At the same time, while Cubans go mad for their own national baseball teams, Major League Baseball, not so much – it’s not really shown on TV, perhaps because there are too many defectors involved. Cubans knew about the recent tragic death of Marlins pitcher Jose Fernandez almost at the time it happened, but the news wasn’t officially reported on the island until days after. The international soccer scene also dovetails neatly into the off months for Cuban baseball, which runs from November to April.

You only need to wander the streets – or into a restaurant – for proof. Working late one night in my hotel, I headed down to the 24-hour basement cafeteria for some food. The cafeteria had once, seemingly, boasted a vague vintage-movies theme. Instead, though, half of it had been turned into something else: a Real Madrid café.

Cubans are famous among Latin Americans for boasting an influence disproportionate to their country’s size. (A running not-really-a-joke is how they like to claim they truly invented the first telephone, via Antonio Meucci.) In soccer, it’s no different – that wall display reads, “Real Madrid started in 1902 with four Cubans.”

We know their football program has a long way to go – anyone who watched the broadcast of the Cuba-US game, live from Estadio Pedro Marrero, saw the field condition. (US head coach Jurgen Klinsmann called it “unplayable.”) The broadcasters reminded us repeatedly that the stadium offered no running water.
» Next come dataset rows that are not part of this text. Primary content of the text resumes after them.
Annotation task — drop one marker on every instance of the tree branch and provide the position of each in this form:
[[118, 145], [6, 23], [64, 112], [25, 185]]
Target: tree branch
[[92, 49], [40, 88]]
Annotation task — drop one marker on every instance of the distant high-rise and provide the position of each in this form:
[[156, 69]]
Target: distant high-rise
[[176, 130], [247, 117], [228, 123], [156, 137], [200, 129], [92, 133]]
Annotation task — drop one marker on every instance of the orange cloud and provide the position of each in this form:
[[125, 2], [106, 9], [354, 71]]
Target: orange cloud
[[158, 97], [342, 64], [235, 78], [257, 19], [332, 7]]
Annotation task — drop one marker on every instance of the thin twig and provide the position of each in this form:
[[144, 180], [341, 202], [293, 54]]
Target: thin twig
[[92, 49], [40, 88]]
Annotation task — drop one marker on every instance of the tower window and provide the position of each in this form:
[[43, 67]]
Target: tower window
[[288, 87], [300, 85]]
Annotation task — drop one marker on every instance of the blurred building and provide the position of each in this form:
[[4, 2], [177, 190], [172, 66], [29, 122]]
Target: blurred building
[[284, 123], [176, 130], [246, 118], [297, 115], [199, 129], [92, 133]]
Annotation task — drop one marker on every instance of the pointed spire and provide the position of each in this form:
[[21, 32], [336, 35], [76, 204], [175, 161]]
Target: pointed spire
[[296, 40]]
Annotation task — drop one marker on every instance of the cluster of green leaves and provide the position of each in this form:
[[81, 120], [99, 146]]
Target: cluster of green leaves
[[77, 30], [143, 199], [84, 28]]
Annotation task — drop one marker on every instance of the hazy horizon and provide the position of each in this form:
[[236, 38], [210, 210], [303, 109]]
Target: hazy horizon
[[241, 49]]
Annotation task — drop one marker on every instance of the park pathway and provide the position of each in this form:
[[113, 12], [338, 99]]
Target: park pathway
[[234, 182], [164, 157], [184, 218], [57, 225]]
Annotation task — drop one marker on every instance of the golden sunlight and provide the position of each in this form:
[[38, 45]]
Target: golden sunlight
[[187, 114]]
The Cuban national team players arrived at the game and departed on foot, toting their belongings in backpacks.

But soccer there, like everything else in the country, is a work in progress, a nexus of old and new.  It was the same, one morning, when I managed to jog by the house where my father grew up, by matter of extreme coincidence and kismet, just three blocks from my hotel. People inhabited all three floors, but the entryway was dark, the people inside sitting aimlessly in plastic chairs, or lazily looking out from top windows. And yet, just a block away, I could find an ETECSA wi-fi hotspot to send photos to family by WhatsApp.

I won’t add to the chorus of “visit Havana before it’s ruined;” that’s an attitude that damns an island of intelligent, creative people to a clueless outsider’s romanticized vision of noble economic disadvantage. But I will say “visit Havana,” if you can -- and if you won’t embarrassingly wear a fanny pack, complain about the food, or wonder why things don’t run just like they do in North America.

This is not, after all, a city “frozen in time,” as the cliché goes. It’s one whose change – economic, political, cultural, and sporting – continues apace. True, meaningful, person-to-person exchange can only help to accelerate it more.